Culiseta annulata türü sivrisinekler, geldiklerinden beri olağanüstü uyum sağlama yeteneklerini gösterdiler.

Tür, doğal durgun suyun az olduğu bir bölgede yumurta bırakmak için kovalar, yağmur fıçıları, sarnıçlar ve saksılar gibi insan yapımı su kaynaklarından yararlanıyor.

Yaşam döngüleri, İzlanda’nın kısa yaz mevsiminin avantajlarından yararlanacak şekilde zamanlanmıştır ve daha soğuk aylar gelmeden önce geliştirmeyi hızla tamamlarlar.

Davranışsal olarak bu sivrisinekler, esas olarak şafak vakti, akşam karanlığı ve gece beslendikleri için sinsi ve fırsatçı kalırlar ve etkili bir şekilde çoğalırken tespit edilmeyi en aza indirirler.

Yumurtaları aynı zamanda gizli su kaynaklarında da uzun süre hayatta kalabiliyor, bu da popülasyonların sessizce genişlemesine ve çevresel zorluklara rağmen varlığını sürdürmesine olanak tanıyor.

Soğuğa tolerans, üreme esnekliği ve gizli beslenme alışkanlıklarının bu birleşimi, türün daha önce düşman olan bir ekosisteme nasıl etkili bir şekilde uyum sağladığını gösteriyor.

Bilim insanları sivrisineklerin varlığının daha geniş ekolojik ve sağlık etkileri olabileceği konusunda uyardı. İzlanda’da herhangi bir salgın geçmişi olmamasına rağmen sivrisinekler sıtma, dang humması ve chikungunya gibi ölümcül hastalıkların taşıyıcılarıdır

Keşif, sivrisineklerin artık Antarktika dışında dünyanın her yerinde bulunduğu anlamına geliyor

Entomologlar, İzlanda’da şu anda sivrisinek kaynaklı hastalık salgını olmamasına rağmen, böceklerin yeni ortamlarda gelişebilme yeteneğinin, patojenlerin ortaya çıkması durumunda gelecekteki sağlık riskleri potansiyelini gösterdiği konusunda uyardı.

Varlıkları aynı zamanda yerel ekosistemleri de değiştirebilir, yırtıcı hayvanlar için yeni bir besin kaynağı sağlarken aynı zamanda kaynaklar için yerli böceklerle rekabet edebilir.

Hjaltason’un gözlemi, kamuya açık raporlamanın popülasyonları izlemeye ve yetkilileri ortaya çıkan tehditlere karşı nasıl uyarmaya nasıl yardımcı olabileceğini örneklendirdiğinden, yurttaş bilim adamları sivrisineklerin yayılmasının izlenmesinde önemli bir rol oynadılar.

iNaturalist, Mosquito Alert ve NASA’nın GLOBE Observer’ı gibi uygulamalar, halkın gözlemlerle ilgili verilere katkıda bulunmasına olanak tanıyarak bilim adamlarının böceklerin devam eden adaptasyonunu ve genişlemesini belgelemesine yardımcı oluyor.

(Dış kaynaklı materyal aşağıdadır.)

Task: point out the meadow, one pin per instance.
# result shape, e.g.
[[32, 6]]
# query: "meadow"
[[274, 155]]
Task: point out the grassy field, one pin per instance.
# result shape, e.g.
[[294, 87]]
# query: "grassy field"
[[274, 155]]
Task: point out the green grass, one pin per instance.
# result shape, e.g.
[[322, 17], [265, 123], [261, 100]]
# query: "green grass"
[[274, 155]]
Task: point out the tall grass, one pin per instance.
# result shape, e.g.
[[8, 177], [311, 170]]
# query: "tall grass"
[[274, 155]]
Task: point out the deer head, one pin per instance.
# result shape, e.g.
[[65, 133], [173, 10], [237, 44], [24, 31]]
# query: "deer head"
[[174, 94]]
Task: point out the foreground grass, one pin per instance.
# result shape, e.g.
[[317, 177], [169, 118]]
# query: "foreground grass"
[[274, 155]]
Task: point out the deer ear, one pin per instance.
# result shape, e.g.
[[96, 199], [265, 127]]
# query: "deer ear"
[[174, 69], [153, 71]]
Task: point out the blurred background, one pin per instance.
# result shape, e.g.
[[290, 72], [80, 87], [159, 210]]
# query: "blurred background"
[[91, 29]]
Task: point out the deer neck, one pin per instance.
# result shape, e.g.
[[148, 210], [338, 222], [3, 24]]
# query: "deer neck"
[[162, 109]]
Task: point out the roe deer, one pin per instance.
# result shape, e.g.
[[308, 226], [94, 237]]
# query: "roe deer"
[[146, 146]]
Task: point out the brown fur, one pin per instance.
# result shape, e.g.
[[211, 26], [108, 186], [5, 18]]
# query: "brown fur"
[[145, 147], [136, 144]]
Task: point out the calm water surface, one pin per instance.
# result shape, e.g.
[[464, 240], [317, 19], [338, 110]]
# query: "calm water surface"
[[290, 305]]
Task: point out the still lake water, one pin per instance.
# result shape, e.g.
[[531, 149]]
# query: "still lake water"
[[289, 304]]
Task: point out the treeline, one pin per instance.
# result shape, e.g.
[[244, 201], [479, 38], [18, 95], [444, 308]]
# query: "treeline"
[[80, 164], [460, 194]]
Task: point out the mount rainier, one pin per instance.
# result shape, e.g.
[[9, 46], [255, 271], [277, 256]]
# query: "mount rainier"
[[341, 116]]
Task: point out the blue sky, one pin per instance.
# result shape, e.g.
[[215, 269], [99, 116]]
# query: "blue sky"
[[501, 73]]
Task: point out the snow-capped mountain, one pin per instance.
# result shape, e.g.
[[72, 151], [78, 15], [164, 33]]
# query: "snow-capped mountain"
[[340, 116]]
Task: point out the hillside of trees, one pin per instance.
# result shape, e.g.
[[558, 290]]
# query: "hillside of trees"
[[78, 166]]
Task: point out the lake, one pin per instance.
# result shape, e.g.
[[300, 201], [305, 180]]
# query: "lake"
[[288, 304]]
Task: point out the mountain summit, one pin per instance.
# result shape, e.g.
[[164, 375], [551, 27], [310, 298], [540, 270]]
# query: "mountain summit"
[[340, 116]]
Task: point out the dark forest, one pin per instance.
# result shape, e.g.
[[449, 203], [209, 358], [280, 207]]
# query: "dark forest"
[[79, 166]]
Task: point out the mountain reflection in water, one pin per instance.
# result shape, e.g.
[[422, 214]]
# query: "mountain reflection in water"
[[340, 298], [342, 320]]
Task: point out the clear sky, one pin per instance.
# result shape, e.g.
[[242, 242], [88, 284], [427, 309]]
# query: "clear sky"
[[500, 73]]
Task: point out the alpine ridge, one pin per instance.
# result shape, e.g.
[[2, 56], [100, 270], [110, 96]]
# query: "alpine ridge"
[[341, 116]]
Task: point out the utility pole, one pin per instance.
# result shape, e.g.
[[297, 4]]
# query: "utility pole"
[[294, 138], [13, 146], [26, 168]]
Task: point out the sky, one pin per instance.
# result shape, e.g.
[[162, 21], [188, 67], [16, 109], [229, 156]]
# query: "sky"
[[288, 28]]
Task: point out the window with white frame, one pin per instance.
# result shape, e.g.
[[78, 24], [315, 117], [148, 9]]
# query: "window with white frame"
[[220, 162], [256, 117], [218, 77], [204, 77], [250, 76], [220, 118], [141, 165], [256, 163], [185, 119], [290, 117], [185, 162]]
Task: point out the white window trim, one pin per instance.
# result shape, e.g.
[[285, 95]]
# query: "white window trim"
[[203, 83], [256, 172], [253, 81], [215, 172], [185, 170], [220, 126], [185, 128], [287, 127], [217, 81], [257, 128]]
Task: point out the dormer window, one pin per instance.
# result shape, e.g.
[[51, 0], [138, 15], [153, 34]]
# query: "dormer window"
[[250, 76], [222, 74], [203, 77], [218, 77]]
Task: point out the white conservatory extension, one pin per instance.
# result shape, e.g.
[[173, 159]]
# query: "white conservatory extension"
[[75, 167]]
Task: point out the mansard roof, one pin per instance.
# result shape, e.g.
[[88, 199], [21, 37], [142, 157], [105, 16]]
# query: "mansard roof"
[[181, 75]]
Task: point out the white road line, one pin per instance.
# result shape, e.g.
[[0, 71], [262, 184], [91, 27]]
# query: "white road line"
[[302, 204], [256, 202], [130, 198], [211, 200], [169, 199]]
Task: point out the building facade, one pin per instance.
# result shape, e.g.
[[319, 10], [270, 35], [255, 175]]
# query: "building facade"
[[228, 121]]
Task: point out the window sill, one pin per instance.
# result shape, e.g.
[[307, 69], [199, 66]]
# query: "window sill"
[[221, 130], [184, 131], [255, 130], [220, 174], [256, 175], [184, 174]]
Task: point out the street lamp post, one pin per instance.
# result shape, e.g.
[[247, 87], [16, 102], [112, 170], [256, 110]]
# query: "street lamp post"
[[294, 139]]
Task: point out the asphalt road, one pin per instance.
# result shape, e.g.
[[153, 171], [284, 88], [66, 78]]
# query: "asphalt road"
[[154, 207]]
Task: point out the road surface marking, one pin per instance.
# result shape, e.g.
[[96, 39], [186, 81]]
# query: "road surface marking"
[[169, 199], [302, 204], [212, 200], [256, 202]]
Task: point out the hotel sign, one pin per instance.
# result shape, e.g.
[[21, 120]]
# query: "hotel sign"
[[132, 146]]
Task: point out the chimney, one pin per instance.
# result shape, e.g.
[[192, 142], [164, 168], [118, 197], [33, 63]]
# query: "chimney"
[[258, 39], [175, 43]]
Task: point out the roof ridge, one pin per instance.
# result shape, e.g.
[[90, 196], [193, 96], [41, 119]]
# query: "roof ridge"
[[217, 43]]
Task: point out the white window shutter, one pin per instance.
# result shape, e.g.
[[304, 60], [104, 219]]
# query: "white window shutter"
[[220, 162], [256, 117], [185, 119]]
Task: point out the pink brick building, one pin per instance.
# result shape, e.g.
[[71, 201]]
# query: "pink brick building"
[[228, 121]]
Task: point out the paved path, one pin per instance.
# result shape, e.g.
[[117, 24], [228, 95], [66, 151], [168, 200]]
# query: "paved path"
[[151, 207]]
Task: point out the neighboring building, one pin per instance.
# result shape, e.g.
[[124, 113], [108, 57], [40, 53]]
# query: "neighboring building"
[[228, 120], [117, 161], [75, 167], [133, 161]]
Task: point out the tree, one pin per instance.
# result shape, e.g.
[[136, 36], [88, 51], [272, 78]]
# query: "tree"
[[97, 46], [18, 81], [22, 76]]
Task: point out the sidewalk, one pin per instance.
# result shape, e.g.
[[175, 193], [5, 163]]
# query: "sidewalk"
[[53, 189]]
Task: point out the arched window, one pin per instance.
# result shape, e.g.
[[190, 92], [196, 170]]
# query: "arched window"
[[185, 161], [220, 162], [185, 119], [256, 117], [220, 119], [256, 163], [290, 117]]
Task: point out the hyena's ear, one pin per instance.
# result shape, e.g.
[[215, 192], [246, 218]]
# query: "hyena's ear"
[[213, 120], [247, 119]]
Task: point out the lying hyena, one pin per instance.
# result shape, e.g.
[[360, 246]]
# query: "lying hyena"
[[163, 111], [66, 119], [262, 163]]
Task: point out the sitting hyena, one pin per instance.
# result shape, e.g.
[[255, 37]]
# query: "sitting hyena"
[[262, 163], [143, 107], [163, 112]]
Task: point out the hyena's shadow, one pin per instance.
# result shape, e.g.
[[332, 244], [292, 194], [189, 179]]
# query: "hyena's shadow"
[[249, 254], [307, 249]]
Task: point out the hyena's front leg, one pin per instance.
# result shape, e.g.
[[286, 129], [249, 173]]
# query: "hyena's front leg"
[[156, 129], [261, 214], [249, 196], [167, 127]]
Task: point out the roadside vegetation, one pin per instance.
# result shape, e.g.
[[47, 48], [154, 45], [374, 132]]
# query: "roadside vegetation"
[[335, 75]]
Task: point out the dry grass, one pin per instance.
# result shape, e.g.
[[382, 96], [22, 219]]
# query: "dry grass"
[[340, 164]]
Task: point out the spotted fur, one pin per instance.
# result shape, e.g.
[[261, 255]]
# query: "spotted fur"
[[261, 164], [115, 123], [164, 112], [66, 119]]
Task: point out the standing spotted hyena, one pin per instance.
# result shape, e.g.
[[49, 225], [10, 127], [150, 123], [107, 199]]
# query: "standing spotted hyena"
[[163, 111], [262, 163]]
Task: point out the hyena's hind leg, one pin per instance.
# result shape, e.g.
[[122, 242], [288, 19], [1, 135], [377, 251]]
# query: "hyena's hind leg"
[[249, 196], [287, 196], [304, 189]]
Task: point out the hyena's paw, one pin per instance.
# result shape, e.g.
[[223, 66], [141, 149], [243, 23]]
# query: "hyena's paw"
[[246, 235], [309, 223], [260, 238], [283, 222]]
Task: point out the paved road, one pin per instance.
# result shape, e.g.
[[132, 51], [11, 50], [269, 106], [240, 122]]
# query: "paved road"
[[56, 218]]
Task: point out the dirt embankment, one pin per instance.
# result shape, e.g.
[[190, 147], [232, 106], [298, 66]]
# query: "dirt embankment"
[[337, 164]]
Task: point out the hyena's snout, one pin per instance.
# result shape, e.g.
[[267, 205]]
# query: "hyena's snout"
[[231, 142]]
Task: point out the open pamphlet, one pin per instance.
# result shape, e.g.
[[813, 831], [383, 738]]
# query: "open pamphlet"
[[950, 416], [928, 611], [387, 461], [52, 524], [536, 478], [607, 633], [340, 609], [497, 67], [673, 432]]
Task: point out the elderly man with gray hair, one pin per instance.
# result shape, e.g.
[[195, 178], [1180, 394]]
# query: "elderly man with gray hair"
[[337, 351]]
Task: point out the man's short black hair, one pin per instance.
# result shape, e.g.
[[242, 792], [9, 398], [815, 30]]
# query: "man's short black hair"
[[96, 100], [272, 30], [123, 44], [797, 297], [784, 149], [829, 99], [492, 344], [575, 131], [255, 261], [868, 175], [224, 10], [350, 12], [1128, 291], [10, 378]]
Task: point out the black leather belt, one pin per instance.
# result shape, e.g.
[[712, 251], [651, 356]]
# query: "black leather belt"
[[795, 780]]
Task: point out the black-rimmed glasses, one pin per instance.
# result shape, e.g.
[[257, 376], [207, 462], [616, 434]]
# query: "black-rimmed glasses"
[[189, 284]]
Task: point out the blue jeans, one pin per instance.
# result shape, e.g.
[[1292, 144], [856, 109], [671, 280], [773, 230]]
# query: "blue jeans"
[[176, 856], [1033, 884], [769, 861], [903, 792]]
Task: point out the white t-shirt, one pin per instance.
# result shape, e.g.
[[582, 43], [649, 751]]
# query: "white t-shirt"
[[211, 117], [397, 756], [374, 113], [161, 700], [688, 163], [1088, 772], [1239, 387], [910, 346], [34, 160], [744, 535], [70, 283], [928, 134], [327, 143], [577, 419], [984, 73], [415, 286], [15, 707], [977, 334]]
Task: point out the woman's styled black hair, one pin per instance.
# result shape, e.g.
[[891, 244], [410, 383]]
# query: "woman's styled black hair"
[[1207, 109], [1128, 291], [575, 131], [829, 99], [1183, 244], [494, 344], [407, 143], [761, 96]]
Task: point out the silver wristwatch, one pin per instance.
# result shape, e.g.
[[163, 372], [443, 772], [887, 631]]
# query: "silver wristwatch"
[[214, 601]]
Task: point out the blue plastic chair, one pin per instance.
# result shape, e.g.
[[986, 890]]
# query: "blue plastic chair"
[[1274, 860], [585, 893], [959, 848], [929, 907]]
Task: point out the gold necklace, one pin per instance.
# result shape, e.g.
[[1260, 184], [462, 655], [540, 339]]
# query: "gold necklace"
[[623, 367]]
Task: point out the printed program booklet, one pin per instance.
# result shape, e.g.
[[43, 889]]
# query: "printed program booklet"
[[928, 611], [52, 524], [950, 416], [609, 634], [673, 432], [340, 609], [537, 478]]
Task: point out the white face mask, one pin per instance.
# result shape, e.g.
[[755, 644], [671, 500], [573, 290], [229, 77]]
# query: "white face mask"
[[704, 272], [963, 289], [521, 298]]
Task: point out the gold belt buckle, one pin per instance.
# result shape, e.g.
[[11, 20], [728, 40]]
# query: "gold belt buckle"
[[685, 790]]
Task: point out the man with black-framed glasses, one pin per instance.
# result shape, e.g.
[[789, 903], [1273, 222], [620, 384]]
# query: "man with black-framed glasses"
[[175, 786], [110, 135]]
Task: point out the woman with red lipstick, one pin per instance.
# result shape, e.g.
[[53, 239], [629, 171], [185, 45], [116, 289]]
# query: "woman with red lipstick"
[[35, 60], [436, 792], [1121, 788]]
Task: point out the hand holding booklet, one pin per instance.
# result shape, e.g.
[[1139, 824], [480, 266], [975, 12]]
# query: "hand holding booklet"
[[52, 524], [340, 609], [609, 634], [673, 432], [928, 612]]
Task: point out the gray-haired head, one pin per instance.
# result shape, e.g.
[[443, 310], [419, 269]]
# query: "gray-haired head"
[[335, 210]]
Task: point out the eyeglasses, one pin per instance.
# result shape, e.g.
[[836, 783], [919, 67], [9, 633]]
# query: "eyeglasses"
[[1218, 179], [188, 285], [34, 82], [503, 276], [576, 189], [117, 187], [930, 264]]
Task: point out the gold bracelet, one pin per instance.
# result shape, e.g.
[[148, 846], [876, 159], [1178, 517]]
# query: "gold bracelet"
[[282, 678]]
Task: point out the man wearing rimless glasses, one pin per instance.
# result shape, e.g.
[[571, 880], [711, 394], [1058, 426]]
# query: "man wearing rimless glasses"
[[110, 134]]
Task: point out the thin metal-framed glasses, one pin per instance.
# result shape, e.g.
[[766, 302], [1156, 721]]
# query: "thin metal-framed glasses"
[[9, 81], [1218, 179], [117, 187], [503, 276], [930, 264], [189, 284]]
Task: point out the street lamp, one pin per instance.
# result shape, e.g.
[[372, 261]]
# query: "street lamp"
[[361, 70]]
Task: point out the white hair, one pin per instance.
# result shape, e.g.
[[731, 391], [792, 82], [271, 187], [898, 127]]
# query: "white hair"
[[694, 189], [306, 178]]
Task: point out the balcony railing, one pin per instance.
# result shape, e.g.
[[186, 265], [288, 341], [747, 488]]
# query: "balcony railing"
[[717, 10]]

İzlanda’daki sivrisinek istilası daha büyük bir küresel modelin altını çiziyor: Artan sıcaklıklar sivrisineklerin bir zamanlar güvenli kabul edilen bölgelerde hayatta kalmasına olanak tanıyor.

Türün yeni habitatlardan yararlanma, verimli bir şekilde üreme ve zorlu iklimlerde hayatta kalma yeteneği, daha önce erişilemeyen bölgeleri kolonileştirmek için ne kadar etkili bir şekilde geliştiğini gösteriyor.